We are migrating our raw storage to a Data Lakehouse using Apache Iceberg. I keep seeing the "Medallion Architecture" (Bronze, Silver, Gold) mentioned as the gold standard. For those of you who have implemented it, how do you strictly define the transition from Silver to Gold? Is the Gold layer strictly for aggregated metrics, or can it include flattened dimensional tables for PowerBI?
3 answers
In our Lakehouse setup, we treat the Silver Layer as the "Source of Truth"—this is where data is cleaned, filtered, and joined, but still granular. The transition to the Gold Layer is strictly for consumption-ready data. We use Gold for two things: highly aggregated fact tables for executive dashboards and flattened "Wide Tables" optimized for tools like PowerBI. The key is that users should never query Silver. By keeping the Gold layer as a set of specific data products, you can apply strict Data Governance and quality checks. If a column name changes in the source, you only have to fix the Silver-to-Gold logic, keeping your end-user reports stable and reliable.

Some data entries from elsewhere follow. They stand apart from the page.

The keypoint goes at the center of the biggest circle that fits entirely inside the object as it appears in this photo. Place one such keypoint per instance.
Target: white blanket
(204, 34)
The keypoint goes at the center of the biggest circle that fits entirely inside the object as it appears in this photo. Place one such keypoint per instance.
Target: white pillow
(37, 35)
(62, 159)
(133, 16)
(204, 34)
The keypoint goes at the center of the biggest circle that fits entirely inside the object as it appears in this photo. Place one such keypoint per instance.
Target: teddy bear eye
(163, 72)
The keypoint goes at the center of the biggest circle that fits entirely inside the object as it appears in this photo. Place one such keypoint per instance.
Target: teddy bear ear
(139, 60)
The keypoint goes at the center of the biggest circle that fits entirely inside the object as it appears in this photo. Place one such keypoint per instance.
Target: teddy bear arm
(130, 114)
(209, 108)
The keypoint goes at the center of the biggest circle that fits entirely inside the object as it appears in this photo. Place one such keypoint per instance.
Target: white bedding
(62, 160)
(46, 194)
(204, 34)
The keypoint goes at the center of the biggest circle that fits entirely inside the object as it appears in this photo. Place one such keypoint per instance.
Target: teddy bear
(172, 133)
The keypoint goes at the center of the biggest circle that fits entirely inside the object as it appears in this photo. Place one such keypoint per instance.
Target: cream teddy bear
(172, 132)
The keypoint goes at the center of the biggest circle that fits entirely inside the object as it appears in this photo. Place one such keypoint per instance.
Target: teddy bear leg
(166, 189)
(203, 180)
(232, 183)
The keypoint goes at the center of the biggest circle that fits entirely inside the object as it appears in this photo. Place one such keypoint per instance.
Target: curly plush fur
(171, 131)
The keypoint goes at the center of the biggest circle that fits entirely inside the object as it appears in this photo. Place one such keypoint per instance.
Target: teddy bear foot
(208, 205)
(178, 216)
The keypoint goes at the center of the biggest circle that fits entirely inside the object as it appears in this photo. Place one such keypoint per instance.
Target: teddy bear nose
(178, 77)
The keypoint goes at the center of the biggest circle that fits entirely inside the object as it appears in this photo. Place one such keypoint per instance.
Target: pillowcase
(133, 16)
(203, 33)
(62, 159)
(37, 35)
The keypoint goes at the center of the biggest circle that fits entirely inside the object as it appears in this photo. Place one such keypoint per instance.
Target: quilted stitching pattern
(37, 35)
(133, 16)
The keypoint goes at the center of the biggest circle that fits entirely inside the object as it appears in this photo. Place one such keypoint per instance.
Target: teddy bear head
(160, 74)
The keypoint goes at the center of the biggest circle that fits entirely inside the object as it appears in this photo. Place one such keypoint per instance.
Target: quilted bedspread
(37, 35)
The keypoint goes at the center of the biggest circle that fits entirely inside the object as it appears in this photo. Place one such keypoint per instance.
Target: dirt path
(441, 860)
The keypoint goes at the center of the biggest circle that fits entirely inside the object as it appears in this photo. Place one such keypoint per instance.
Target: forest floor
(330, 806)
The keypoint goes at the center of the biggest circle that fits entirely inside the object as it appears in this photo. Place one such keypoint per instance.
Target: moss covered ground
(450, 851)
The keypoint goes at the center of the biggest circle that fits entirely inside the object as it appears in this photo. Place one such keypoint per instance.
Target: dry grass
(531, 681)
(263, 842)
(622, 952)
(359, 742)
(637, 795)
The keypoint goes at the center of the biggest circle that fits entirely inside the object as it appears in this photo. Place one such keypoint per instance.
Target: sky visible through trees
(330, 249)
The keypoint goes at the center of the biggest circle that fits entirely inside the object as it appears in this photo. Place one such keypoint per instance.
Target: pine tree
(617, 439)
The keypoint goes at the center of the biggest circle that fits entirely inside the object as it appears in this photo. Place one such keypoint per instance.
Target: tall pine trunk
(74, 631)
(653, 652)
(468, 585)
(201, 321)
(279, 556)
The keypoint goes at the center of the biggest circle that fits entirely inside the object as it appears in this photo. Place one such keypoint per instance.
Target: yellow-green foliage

Are you using Table Formats like Delta Lake or Hudi alongside Iceberg to manage the ACID transactions between those different layers?
We found that using dbt to manage the transitions between Bronze, Silver, and Gold made our lineage so much easier to track during compliance audits.
Sarah is right. Visualizing the Data Lineage is crucial for knowing exactly which Silver table is feeding into your Gold executive summary.
David, Iceberg is usually enough for the ACID part. Alice, regarding your definition of Gold, we actually separate it by "User Personas." Our Data Scientists get access to the Silver layer for training their Machine Learning models because they need the raw features. Our Business Analysts only ever see the Gold layer. This "dual-access" strategy prevents the Gold layer from becoming a cluttered mess while still empowering the power users who need the raw, un-aggregated details.